Hi, I have recently been commisioned to photograph a retirement party for some people. They said they would like me to take pictures of the event for a scrapbook and give it to the retiree. The types of pictures i would be taking would be people talking and giveing speeches, table shots and candid shots. Total time would be around three hours.

I was planning on taking about 50-75 pictures on kodak 400VC (35mm)(other film suggestions). I was going to take picutres with my canon A1 with a 28-105mm lens with a bracket mount sunpack 611 flash.

Does anyone have any advice on getting people together for table shots and how to take really good candids/pictures of events like this?

I havent done anything like this before and some advice would be helpful.


----------



## Sharkbait (May 12, 2004)

I just did something similar a few weeks ago.  Awards banquet for a non-profit org.  If you go to my website, and go into the 'other' category, there are a few sample shots.

Anyway, first I'd suggest taking a LOT more photos, especially if you've never done something like this before.  I shot just over 100 shots and came up with about 25 or so that were really good.

Also, I found that taking some shots with direct flash and some with the flash bounced off the ceiling gave a nice variety.  In fact, most people like the bounced shots better.

For table shots, stay over their heads, but not at a full standing height.  If you're really high up, you get that 'photo from god' look (which also looks like a snapshot).

For candids, just wander around and catch people when they're not looking.  I get my best candids by pretending to be invisible.  The other thing I do is use a long lens (I shot most of the event  with my 75-300 zoom).  My flash (speedlite 550EX) is powerful enough to flash from 30 or 40 ft away, so by being able to stay back a ways, I didn't have to jam the camera in people's faces and make them aware of it.
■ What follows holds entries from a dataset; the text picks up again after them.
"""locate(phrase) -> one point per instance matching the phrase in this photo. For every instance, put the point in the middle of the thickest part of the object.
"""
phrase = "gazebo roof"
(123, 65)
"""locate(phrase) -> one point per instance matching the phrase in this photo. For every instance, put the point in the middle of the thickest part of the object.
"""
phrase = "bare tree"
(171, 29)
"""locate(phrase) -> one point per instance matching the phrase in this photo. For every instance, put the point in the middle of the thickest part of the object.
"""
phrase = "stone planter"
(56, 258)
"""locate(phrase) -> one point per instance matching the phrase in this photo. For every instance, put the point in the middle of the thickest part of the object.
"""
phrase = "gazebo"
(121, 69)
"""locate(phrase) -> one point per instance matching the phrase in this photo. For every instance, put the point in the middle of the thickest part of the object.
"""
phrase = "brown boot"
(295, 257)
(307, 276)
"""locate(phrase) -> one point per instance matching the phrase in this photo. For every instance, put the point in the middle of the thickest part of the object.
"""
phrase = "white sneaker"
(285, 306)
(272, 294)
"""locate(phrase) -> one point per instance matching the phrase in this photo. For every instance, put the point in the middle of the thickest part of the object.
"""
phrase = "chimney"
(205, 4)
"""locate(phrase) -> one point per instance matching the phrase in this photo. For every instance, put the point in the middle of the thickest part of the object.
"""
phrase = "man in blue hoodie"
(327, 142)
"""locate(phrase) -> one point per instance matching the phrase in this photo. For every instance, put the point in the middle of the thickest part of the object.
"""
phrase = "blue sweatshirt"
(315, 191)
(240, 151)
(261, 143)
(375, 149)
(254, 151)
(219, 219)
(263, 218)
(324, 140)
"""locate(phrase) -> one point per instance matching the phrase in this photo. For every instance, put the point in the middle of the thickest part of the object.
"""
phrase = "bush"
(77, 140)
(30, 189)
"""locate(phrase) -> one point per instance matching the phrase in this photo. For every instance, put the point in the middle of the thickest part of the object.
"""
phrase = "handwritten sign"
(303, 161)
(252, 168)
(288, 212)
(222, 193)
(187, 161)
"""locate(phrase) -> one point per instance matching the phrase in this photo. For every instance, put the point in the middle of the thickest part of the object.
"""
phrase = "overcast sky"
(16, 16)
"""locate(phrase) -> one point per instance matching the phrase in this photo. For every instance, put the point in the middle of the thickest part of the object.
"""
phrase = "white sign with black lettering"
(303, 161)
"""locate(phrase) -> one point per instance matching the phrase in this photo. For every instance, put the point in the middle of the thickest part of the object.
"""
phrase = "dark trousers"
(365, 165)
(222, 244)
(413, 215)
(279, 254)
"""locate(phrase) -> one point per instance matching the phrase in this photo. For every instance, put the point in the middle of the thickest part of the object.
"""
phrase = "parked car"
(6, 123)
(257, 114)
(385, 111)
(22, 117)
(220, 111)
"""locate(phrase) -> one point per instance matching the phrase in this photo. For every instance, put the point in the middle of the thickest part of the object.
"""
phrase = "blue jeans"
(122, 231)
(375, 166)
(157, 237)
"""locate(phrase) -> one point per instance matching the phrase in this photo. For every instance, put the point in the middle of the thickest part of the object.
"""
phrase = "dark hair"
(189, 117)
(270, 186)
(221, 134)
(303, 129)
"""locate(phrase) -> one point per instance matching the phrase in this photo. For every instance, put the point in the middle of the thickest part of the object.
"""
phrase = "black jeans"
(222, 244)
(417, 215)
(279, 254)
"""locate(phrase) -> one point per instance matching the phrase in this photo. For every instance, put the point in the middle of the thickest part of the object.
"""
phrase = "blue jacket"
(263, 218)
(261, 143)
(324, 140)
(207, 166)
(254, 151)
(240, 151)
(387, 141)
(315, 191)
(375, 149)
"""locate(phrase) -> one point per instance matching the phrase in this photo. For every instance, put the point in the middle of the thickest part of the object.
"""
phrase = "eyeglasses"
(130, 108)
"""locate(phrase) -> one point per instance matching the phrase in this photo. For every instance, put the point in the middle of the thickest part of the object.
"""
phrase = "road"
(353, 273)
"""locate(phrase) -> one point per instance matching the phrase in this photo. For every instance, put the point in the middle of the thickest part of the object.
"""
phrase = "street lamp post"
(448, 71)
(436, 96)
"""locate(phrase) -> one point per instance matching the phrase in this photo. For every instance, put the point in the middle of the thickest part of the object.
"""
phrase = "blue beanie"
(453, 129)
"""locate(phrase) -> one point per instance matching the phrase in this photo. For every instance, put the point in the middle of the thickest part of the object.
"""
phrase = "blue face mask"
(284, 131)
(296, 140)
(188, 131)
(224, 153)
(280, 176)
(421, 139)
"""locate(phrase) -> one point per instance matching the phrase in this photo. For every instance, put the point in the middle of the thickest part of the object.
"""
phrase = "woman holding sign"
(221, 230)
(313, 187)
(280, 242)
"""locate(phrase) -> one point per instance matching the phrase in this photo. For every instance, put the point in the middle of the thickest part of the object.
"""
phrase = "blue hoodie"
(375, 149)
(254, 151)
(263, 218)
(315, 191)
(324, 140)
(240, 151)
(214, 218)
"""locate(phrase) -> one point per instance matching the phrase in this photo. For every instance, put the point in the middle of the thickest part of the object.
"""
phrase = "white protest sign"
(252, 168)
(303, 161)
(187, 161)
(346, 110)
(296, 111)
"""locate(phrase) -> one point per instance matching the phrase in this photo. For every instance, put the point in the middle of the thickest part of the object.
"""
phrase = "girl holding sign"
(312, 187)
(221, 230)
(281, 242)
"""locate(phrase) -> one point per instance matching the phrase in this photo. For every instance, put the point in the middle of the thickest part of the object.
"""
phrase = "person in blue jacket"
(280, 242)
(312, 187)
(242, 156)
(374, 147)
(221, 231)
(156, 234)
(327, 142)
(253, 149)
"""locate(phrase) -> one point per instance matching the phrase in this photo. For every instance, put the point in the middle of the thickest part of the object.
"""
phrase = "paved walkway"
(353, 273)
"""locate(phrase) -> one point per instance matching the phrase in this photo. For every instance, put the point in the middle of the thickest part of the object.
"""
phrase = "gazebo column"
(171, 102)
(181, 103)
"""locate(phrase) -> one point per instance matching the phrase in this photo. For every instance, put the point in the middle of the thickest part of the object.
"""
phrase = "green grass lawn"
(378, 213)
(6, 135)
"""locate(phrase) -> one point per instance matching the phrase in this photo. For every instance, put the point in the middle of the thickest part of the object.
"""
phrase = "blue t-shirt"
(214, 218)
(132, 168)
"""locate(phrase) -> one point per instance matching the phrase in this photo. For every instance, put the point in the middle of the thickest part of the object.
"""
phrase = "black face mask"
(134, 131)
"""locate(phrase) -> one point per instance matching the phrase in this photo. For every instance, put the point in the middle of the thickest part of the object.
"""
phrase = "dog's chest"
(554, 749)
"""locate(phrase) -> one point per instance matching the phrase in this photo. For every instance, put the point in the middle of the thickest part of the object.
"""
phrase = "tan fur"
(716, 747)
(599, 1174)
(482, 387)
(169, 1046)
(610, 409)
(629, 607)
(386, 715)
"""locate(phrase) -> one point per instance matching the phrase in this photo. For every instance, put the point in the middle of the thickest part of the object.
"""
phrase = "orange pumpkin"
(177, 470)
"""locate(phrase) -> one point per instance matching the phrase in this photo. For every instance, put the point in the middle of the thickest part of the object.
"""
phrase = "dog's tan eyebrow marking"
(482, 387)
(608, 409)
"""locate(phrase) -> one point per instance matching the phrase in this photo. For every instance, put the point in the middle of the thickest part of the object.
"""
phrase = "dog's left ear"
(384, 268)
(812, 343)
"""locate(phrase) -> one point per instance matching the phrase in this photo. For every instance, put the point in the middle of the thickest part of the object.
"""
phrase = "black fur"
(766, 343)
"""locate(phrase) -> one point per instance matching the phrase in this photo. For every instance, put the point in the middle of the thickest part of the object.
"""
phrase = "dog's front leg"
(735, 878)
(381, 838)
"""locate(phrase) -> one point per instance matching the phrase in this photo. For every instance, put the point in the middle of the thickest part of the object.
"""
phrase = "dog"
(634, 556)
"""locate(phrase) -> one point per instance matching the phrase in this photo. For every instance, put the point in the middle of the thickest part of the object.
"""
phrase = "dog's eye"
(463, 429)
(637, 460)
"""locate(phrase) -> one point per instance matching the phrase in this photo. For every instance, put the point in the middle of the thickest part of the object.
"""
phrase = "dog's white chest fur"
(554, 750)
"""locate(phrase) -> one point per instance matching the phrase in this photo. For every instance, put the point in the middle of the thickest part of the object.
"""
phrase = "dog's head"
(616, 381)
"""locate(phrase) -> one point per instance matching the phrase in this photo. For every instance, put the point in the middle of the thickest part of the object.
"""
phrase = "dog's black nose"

If they do any kind of speeches/awards, anything like that where there's a series of people talking or doing something from the same location, I'd bring a tripod.  By having all of those similar shots framed similarly, you get a nice uniformity to your presentation package.


----------



## Sharkbait (May 12, 2004)

Also, it may not seem like that big a deal, but I think it's relatively important.  When I do an event shoot, I try to dress inconspicuously.  I wear a white golf-shirt with my company logo and tan khaki cargo pants.  Comfortable, lots of pockets for extra camera gear, and within about 10 minutes people basically stopped seeing me and I could get some really great photos.


----------



## cfoto (May 13, 2004)

I agree with Shark, try to dress inconspicuously.  But that may mean finding out what the dress is for the party.  If everyone is in ties and suits, or tuxes, and you go casual you'll stand out.   Events such as these (I've done several parties/events, several proms, etc.) I usually choose to dress in dark clothes, as the lighting tends to be low, and can get more into a "stealth" mode of shooting.

And as Shark said, take LOTS of photos.  If you shoot a hundred and if by some miracle they all are fantastic shots (which is rare), you can still choose the best of the best.

Put your mind into the role of a reporter.  You're reporting and documenting the event.  How would convey that this is a retirement event using only the photos you take and showing them to someone who does not have a clue what the event is?  Study the individuals for mannerisms they may exhibit and caputure those.  Don't just zoom in for head shots. Try to capture some of the enviornment that helps to tell the story.

I have essay from a recent prom on my sight, one of the photos liked most was this one.







It was the end of the night, the dance was about over.  It basically captured what all the kids felt like (and looked liked), towards the end of the night.


----------



## Luminosity (May 14, 2004)

Great advice guys...   
*takes notes *.


----------



## photoman (May 16, 2004)

Thanks for the great advice and information. 

I hope that everything goes well for me

Thanks again


----------